Lá dentro, a mulher e o filho percebem o ruído no teto e olham para cima em desespero. Com a respiração descompassada e olhos estatelados, ela abraça mais fortemente ainda o pobre filho, totalmente tomado pelo pavor. Os dois escutam as telhas serem arrancadas por sobre o forro de madeira fina no alto do quarto e também os grunhidos das outras criaturas por todos os lados, como se estivessem anunciando os poucos segundos que restam para estarem todos ali presentes naquele cômodo, no momento mais aterrador que alguém possa imaginar.
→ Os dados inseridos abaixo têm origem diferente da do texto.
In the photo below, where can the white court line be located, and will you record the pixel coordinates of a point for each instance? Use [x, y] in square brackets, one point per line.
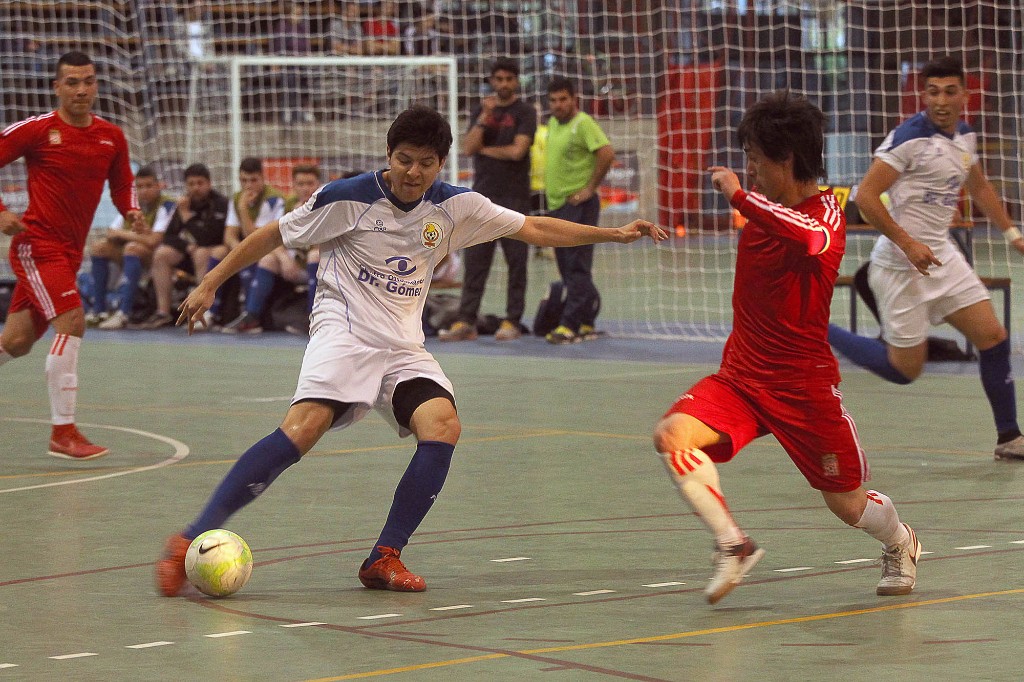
[147, 645]
[280, 398]
[180, 453]
[520, 601]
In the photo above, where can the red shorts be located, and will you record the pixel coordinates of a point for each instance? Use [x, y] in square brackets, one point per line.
[46, 281]
[809, 422]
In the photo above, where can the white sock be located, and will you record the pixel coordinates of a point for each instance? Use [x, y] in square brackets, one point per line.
[61, 378]
[696, 478]
[881, 521]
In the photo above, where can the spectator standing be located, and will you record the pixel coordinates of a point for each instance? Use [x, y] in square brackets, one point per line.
[195, 237]
[70, 154]
[253, 206]
[132, 251]
[499, 139]
[579, 156]
[292, 265]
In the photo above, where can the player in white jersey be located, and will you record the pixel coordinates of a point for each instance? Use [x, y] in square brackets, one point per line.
[380, 236]
[919, 276]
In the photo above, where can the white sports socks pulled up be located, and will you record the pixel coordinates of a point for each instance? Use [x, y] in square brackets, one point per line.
[881, 521]
[696, 478]
[61, 378]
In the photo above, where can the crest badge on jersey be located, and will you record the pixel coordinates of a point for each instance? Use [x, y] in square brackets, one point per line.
[431, 235]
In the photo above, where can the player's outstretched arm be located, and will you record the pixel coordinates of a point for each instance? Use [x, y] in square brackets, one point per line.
[542, 230]
[879, 178]
[259, 244]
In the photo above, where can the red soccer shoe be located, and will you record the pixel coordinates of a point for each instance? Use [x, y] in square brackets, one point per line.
[171, 566]
[68, 441]
[388, 572]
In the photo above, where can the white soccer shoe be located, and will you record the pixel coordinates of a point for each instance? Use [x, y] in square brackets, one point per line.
[899, 567]
[731, 564]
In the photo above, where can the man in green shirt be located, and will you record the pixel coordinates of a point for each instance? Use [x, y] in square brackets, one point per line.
[579, 156]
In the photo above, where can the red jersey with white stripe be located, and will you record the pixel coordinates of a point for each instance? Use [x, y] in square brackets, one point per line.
[67, 168]
[786, 266]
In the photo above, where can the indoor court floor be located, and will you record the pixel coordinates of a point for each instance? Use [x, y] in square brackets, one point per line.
[558, 549]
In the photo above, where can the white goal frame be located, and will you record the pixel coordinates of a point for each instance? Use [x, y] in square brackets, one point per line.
[236, 64]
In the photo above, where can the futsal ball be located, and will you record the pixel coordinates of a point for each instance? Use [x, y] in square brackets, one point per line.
[218, 562]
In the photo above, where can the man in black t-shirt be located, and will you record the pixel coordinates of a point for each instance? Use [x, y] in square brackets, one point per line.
[499, 139]
[195, 235]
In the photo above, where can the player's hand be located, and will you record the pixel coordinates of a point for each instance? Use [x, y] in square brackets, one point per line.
[921, 256]
[136, 221]
[580, 196]
[195, 305]
[724, 180]
[10, 224]
[636, 229]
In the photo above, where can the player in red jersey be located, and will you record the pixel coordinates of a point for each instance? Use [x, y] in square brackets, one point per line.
[778, 375]
[70, 153]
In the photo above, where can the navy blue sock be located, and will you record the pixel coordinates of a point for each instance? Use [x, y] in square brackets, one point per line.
[416, 493]
[259, 289]
[993, 364]
[100, 275]
[868, 353]
[254, 471]
[132, 273]
[311, 282]
[218, 297]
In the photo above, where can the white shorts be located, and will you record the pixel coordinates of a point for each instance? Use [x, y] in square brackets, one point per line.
[339, 367]
[909, 302]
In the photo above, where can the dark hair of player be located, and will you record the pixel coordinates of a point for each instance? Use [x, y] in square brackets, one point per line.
[945, 67]
[421, 126]
[73, 58]
[784, 125]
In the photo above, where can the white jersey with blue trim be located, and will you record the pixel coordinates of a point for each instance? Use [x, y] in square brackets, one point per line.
[378, 254]
[933, 168]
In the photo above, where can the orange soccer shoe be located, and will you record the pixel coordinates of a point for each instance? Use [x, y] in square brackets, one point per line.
[388, 572]
[68, 441]
[171, 566]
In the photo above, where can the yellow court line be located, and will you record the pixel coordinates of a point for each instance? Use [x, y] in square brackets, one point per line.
[678, 635]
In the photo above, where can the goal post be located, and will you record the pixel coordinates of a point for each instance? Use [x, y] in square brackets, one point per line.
[333, 109]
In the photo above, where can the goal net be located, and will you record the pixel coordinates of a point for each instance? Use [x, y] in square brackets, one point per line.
[198, 80]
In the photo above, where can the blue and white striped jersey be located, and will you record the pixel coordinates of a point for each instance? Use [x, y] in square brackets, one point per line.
[933, 168]
[378, 255]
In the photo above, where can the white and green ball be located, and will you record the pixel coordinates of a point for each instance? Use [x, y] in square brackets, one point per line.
[218, 562]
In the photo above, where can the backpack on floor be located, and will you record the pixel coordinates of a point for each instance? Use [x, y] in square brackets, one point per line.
[549, 312]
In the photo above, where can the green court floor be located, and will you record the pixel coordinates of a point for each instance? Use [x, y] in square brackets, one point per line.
[558, 549]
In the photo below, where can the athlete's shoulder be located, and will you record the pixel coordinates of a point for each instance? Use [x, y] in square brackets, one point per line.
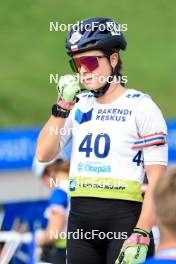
[85, 101]
[133, 94]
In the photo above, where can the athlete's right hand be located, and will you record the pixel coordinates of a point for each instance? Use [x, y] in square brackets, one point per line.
[68, 88]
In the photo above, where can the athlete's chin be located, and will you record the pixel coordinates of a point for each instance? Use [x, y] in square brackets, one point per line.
[92, 86]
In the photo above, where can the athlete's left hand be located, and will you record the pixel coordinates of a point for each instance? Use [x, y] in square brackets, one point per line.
[134, 249]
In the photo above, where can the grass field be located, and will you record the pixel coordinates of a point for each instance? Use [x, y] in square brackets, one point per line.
[29, 52]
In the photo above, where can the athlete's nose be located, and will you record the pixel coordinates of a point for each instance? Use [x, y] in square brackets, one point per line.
[83, 69]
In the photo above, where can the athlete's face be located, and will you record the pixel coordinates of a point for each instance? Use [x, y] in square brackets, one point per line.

Neste momento a mulher olha para a parede da cabeceira da cama, onde está um quadro retratando a imagem da Virgem Maria abraçada ao Menino Jesus. As lágrimas lavam seu rosto, escorrendo até sua boca, que consegue tremulamente balbuciar algumas palavras:
-M-mãe de Deuss... Valei-me Mãe de Deus!!! Mãe de Deus!!!!
No céu, a lua parece curiosa com o desfecho desta cena, aumentando seu brilho por entre as parcas nuvens que a rodeiam.
Os grunhidos das criaturas, cada vez mais selvagens e alucinados se mesclam as súplicas da mulher- Valei-me Mãe de Deus!! Mãe de Deus!! MÂE DE DEUS!!!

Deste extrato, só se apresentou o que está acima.